De facto, temos uma floresta que parece um rastilho, dados os hectares e hectares contínuos de monoculturas de crescimento rápido que, efetivamente, têm repercussão na dimensão dos fogos florestais. E é evidente que a dimensão dos fogos florestais se repercute, depois, numa muito maior dificuldade de combate.

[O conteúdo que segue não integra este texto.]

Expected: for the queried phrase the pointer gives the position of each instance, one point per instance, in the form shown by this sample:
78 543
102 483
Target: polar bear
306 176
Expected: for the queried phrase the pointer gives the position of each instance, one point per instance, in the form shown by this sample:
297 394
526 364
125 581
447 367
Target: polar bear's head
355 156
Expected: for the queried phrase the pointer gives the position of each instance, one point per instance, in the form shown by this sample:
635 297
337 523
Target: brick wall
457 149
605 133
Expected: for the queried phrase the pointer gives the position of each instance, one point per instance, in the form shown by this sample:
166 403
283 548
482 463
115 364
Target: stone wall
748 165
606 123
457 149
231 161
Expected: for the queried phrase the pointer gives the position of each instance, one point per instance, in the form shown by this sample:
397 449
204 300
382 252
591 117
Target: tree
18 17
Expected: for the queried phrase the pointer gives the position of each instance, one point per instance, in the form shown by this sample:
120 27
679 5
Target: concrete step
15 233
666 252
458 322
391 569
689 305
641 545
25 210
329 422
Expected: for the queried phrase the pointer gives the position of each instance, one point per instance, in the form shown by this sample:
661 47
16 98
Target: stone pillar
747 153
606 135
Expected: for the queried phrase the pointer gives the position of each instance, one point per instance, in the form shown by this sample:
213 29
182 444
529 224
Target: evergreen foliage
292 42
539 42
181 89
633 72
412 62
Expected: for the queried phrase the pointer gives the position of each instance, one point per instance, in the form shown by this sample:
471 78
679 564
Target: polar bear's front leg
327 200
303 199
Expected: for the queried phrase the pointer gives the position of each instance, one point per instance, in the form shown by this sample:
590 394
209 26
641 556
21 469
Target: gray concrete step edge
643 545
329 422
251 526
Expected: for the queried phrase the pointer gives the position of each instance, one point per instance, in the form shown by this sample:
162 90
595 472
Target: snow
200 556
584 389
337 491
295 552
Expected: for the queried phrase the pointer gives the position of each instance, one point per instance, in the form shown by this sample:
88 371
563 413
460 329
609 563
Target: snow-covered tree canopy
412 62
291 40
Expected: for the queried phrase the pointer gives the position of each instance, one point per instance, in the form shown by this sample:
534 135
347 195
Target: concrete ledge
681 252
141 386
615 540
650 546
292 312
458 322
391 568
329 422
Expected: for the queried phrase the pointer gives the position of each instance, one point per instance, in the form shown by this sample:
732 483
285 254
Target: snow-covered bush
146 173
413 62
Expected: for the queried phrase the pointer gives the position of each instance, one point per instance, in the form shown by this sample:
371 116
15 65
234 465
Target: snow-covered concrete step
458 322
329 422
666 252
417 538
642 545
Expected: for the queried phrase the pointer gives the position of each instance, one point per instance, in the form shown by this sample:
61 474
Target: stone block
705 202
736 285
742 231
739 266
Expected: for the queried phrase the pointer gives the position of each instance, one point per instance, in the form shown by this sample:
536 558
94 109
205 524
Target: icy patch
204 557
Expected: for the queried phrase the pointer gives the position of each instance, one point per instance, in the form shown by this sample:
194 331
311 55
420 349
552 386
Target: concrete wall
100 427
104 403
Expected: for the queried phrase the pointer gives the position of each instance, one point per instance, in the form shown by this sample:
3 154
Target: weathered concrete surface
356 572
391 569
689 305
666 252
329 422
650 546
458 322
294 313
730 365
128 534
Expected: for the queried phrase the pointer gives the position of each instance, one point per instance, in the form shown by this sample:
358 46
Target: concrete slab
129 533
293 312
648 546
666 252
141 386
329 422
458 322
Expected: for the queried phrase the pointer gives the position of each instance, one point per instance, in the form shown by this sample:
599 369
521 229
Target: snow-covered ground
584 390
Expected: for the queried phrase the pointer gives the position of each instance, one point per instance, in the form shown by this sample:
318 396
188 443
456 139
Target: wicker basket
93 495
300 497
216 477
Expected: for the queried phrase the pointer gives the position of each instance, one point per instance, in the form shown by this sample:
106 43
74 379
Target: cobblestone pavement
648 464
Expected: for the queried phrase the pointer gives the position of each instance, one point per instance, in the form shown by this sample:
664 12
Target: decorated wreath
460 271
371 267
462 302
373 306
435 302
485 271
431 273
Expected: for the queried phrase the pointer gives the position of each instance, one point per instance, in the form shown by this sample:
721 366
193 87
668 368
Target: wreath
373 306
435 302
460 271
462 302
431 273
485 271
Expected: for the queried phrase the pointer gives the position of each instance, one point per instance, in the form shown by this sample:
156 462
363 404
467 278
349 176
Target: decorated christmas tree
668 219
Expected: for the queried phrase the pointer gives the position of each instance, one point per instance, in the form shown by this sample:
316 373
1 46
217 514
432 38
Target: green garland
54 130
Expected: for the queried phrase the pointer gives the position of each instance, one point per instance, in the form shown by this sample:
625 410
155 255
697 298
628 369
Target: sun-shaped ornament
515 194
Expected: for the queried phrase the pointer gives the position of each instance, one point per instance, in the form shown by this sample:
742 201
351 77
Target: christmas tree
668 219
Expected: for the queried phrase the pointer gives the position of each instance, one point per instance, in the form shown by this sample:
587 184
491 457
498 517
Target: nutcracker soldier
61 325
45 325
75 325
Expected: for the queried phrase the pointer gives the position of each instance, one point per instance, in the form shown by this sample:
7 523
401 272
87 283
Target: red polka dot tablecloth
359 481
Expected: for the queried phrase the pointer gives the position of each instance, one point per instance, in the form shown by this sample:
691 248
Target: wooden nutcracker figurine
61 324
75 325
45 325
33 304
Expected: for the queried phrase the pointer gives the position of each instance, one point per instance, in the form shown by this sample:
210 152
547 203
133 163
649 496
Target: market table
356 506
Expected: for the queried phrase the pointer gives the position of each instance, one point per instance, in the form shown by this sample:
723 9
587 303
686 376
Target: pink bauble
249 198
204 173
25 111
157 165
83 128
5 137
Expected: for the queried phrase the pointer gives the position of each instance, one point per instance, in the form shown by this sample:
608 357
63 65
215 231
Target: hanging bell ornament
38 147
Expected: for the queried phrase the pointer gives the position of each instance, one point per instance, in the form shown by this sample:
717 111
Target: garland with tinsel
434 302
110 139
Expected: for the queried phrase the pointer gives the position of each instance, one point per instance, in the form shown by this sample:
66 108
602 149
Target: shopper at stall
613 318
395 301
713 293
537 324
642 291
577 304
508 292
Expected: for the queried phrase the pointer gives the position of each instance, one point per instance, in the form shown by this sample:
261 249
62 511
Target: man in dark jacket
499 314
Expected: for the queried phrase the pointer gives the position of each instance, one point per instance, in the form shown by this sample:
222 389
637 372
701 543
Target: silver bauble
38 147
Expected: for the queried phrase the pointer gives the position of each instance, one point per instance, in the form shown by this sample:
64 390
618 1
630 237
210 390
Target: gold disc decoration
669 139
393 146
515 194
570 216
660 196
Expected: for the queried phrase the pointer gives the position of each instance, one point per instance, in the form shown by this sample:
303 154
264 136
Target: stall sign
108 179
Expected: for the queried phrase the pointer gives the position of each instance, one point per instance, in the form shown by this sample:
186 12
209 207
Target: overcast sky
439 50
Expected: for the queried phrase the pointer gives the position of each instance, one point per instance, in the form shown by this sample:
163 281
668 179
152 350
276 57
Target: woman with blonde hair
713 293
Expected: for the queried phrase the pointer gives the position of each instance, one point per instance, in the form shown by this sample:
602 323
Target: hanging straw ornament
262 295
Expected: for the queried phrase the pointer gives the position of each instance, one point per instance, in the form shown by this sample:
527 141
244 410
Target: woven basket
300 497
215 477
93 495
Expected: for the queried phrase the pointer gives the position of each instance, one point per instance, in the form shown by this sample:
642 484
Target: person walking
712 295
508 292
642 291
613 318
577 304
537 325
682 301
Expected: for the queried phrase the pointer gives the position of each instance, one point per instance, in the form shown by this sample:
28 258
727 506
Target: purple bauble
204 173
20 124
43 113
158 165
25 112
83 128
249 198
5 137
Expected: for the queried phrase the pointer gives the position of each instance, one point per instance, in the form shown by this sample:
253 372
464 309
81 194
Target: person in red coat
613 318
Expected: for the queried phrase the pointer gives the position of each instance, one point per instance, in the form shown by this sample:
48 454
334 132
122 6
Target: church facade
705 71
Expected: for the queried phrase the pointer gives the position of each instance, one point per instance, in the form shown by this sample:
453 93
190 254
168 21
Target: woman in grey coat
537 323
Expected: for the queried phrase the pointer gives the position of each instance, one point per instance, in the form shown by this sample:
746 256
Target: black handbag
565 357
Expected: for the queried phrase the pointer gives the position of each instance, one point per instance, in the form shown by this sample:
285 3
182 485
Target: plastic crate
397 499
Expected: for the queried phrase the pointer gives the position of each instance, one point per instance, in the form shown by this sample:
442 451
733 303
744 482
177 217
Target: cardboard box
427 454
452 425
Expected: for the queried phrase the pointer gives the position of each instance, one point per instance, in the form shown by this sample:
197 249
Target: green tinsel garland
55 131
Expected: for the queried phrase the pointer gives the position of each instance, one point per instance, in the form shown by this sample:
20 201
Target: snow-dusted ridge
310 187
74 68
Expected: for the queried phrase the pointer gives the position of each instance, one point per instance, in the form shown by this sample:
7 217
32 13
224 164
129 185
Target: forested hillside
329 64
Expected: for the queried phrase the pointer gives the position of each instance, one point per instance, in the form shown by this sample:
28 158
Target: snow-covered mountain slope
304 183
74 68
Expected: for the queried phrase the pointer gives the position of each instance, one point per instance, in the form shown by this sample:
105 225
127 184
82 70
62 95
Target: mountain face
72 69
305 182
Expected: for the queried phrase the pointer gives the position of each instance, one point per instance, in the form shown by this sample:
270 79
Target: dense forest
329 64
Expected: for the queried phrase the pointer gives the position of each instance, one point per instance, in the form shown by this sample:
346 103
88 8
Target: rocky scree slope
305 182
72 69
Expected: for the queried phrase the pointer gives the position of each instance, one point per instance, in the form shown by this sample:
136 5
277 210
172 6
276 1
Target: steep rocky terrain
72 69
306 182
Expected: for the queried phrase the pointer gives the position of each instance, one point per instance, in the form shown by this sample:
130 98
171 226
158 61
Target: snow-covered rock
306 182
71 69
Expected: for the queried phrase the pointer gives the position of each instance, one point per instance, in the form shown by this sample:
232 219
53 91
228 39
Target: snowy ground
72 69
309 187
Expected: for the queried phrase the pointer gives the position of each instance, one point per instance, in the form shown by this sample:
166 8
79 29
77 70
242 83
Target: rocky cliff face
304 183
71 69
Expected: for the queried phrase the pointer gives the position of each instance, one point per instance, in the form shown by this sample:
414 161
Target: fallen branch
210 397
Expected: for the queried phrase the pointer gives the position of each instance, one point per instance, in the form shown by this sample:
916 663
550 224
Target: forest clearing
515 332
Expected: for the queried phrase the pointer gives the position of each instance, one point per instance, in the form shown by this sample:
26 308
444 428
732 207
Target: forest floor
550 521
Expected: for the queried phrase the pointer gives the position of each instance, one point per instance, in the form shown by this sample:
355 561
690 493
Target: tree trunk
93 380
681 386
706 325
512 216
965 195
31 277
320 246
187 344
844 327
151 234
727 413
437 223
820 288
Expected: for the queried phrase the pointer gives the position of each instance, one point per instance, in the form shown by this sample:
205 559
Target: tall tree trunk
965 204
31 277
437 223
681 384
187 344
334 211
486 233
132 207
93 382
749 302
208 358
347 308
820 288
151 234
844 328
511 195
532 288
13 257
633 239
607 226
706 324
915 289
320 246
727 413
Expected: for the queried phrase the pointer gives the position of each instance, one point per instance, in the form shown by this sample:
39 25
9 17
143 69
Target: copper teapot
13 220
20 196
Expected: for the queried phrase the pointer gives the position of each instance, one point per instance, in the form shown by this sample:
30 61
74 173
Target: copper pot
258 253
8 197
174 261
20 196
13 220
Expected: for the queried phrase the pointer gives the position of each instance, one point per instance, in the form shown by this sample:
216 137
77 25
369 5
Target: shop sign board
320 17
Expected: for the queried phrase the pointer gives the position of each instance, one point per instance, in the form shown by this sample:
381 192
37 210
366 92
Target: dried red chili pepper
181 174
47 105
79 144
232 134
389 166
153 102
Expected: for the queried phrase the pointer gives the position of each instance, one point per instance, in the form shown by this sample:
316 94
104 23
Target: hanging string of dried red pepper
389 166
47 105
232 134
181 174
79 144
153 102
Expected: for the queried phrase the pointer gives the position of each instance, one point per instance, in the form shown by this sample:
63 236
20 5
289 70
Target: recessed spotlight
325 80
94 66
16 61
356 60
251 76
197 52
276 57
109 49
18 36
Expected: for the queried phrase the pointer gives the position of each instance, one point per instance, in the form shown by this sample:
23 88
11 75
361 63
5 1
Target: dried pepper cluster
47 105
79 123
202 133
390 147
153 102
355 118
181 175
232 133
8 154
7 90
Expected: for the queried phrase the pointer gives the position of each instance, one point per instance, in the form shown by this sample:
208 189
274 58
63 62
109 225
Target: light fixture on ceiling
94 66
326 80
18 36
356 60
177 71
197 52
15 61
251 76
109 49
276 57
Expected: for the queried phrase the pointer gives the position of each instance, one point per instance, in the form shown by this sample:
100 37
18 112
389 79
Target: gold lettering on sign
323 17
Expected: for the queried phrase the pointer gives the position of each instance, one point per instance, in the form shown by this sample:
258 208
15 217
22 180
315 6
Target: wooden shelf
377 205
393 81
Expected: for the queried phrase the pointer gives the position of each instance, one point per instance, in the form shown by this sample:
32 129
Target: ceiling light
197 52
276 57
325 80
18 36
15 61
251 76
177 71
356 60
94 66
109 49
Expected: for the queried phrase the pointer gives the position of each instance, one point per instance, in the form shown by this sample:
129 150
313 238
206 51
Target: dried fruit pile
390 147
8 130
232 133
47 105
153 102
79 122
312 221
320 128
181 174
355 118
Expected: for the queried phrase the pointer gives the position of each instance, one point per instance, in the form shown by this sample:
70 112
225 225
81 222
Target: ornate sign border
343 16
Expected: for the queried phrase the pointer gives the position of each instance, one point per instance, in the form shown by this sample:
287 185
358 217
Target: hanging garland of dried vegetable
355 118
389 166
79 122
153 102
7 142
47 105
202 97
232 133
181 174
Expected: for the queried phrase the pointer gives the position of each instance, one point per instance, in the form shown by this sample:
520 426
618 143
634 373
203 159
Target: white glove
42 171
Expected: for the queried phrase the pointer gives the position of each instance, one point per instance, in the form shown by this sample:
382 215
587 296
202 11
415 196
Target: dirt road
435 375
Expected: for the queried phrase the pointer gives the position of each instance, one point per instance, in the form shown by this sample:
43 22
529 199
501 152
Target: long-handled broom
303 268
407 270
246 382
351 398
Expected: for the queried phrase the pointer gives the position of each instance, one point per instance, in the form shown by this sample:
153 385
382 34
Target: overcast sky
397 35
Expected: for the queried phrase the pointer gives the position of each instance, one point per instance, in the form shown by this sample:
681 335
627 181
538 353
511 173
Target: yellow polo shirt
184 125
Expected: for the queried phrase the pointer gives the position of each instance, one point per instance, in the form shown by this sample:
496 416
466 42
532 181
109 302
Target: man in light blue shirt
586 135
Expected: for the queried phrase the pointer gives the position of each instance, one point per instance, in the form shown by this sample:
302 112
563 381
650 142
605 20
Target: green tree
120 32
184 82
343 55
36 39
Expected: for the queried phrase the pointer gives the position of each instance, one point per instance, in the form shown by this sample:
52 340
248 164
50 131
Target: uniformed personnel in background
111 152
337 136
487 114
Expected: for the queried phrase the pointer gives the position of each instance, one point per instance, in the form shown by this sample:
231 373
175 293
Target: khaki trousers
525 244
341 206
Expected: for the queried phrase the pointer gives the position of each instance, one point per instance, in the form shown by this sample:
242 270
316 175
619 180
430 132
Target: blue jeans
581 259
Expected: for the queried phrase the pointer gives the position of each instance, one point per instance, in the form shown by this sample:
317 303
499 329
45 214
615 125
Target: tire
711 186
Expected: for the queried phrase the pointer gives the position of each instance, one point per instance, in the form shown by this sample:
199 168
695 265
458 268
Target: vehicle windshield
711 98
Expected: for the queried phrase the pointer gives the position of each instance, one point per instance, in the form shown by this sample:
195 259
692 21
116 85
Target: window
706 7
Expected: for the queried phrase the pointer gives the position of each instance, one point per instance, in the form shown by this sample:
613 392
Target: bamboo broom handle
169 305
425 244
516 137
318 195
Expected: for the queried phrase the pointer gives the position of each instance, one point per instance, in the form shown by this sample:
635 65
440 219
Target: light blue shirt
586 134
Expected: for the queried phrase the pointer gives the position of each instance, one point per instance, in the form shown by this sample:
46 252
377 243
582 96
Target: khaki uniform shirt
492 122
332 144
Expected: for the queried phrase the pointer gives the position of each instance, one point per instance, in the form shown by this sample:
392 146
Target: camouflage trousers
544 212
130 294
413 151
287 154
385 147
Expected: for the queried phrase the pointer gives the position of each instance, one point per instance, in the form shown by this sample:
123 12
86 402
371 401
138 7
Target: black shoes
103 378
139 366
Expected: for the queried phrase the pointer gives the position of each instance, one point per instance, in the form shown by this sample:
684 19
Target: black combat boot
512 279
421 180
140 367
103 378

Não há dúvida absolutamente nenhuma sobre isso!

Queria deixar aqui, mais uma vez, uma palavra de louvor aos bombeiros portugueses, que são, de facto, absolutamente incansáveis, inesgotáveis no serviço público que prestam ao País.

Mas reforçar os meios de combate, na nossa perspetiva, também é importante. E, se a Força Aérea tem capacidade para dar um contributo nesse combate, nós consideramos que esse contributo deve ser dado e que todas as entidades que podem dar um contributo nesse sentido devem ser envolvidas.

Por isso, julgamos que os peticionários têm razão quando dizem que a Força Aérea deve ser envolvida. Esta questão dos meios aéreos tem dado muita discussão em Portugal, no sentido de saber se devemos ter meios próprios, se não devemos ter meios próprios ou que meios devemos ter.
Mas, Sr.as e Srs. Deputados, que contratos ruinosos foram feitos nesta matéria?!…

Que consequências surgiram da privatização da manutenção e da gestão operacional desses meios aéreos?!…
Houve, de facto, políticas absolutamente nefastas relativamente a esta matéria e nós também devemos aprender, tendo lucidez e consciência das consequências concretas que resultaram dessas más políticas para, de facto, retificar esses erros.